“Aku Mau Itu” Renungan Harian: Minggu, 20 Oktober 2024

 





Hari Minggu Biasa XXIX
Yes 53:10-11; Mzm 33:4-5.28-29.20.22; Ibr 4:14-16; Mrk 10-35-45

Terkadang kita sering melakukan sesuatu sesuai kemauan dan kehendak pribadi.  Kita berlari mengejar segala yang kita inginkan, seolah kebahagiaan terletak pada kepuasan diri. “Aku mau ini, aku mau itu, aku mau semuanya” demikianlah suara hati yang digiring oleh keinginan duniawi, menjadi tirai yang menutupi pandangan kita terhadap apa yang sesungguhnya baik dan benar. Keinginan pribadi, dengan segala daya tariknya, dapat menjadi penjara yang mengurung kita dalam lingkaran egoisme. Di sinilah letak kecelakaan terbesar yang jarang kita sadari. Kita terjebak dalam bayang-bayang kemauan sendiri, menjauh dari cahaya kehendak Ilahi.

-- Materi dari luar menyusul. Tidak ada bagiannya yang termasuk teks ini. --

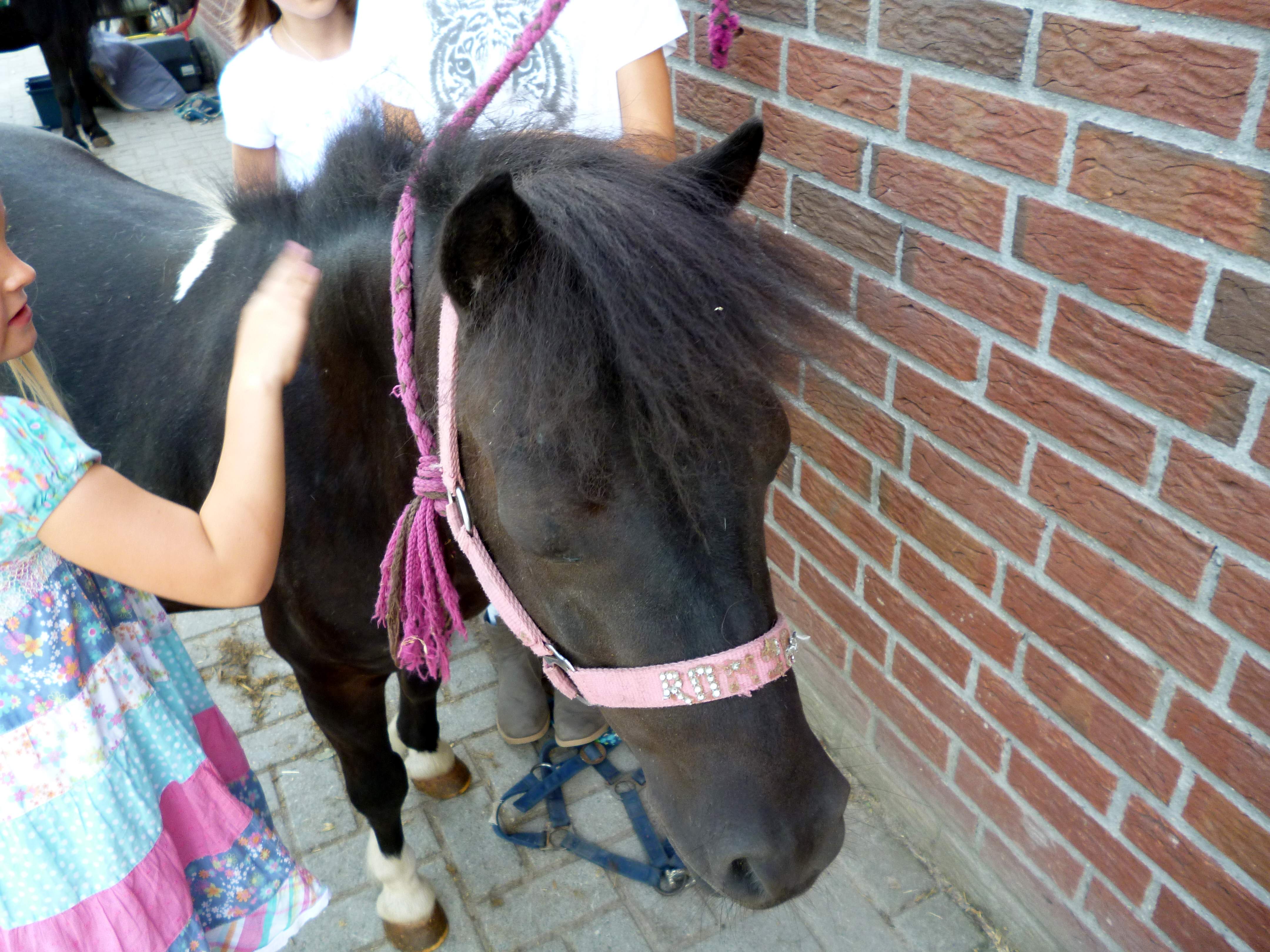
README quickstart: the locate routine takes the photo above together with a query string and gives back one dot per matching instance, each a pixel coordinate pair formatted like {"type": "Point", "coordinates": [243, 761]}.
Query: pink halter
{"type": "Point", "coordinates": [418, 601]}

Hari ini ketiga bacaan membantu kita untuk hidup sesuai dengan kehendak Allah. Yesaya mengungkapkan bahwa keterbukaan dan kesiapsediaan menyerahkan diri kepada kehendak Allah adalah syarat untuk melihat terang. Terang itu adalah kebenaran; dan kebenaran itu adalah Allah sendiri. Sebab Ia senantiasa berkenan kepada mereka yang takwa dan berharap akan kasih setia-Nya. Ia akan melepaskan mereka dari maut dan memelihara hidup mereka pada masa kelaparan. 

Yesus, Putra Allah yang hidup, menunjukkan kepada kita teladan ketaatan yang sempurna kepada kehendak Bapa. Dalam kemanusiaan-Nya, Ia merasakan penderitaan yang kita alami. Sekalipun Ia merasakan segala derita manusia, ia tidak berbuat dosa. Inilah kemurnian sejati: ketaatan tanpa syarat, penyerahan total kepada rencana Bapa. Kelemahan manusiawi yang dirasakan-Nya tidak menjadi batu sandungan, tetapi justru menjadi jalan untuk merangkul seluruh umat manusia dalam cinta kasih yang tidak terbatas.

Keinginan Yakobus dan Yohanes mencerminkan hasrat manusia yang sering salah memahami arti kebesaran; mereka mengejar takhta, bukan pelayanan, merindukan kemuliaan tanpa menatap derita. Dengan lembut namun tegas, Yesus menuntun mereka pada makna sejati: “Dapatkah kamu meminum cawan-Ku?” Ia mengajak mereka menyadari bahwa kemuliaan bukanlah soal tempat terhormat, melainkan kerelaan mencinta sampai akhir, mengosongkan diri demi kebaikan yang melampaui diri.

Marilah kita menyerahkan diri pada kehendak Allah, membiarkan keinginan kita luluh dalam kasih-Nya yang membentuk jiwa bagai tanah liat di tangan Sang Seniman.  Di tengah dunia yang bising dengan ambisi dan bayang-bayang palsu, kita diajak untuk melepaskan belenggu keinginan pribadi, dan menemukan kebebasan sejati dalam rencana-Nya yang melampaui batas. Dalam penyerahan kepada-Nya, kita menjadi lebih dari sekadar pencari makna; kita adalah pembawa cahaya yang mengusir kelam di tengah dunia yang haus akan harapan sejati. Kita adalah pelayan bagi semua. Karena yang terbesar adalah yang menjadi pelayan; dan yang terkemuka adalah yang menjadi hamba. Karakter utama dari pelayan atau hamba adalah taat pada tuannya. Ingat: “Taat pada tuannya”!!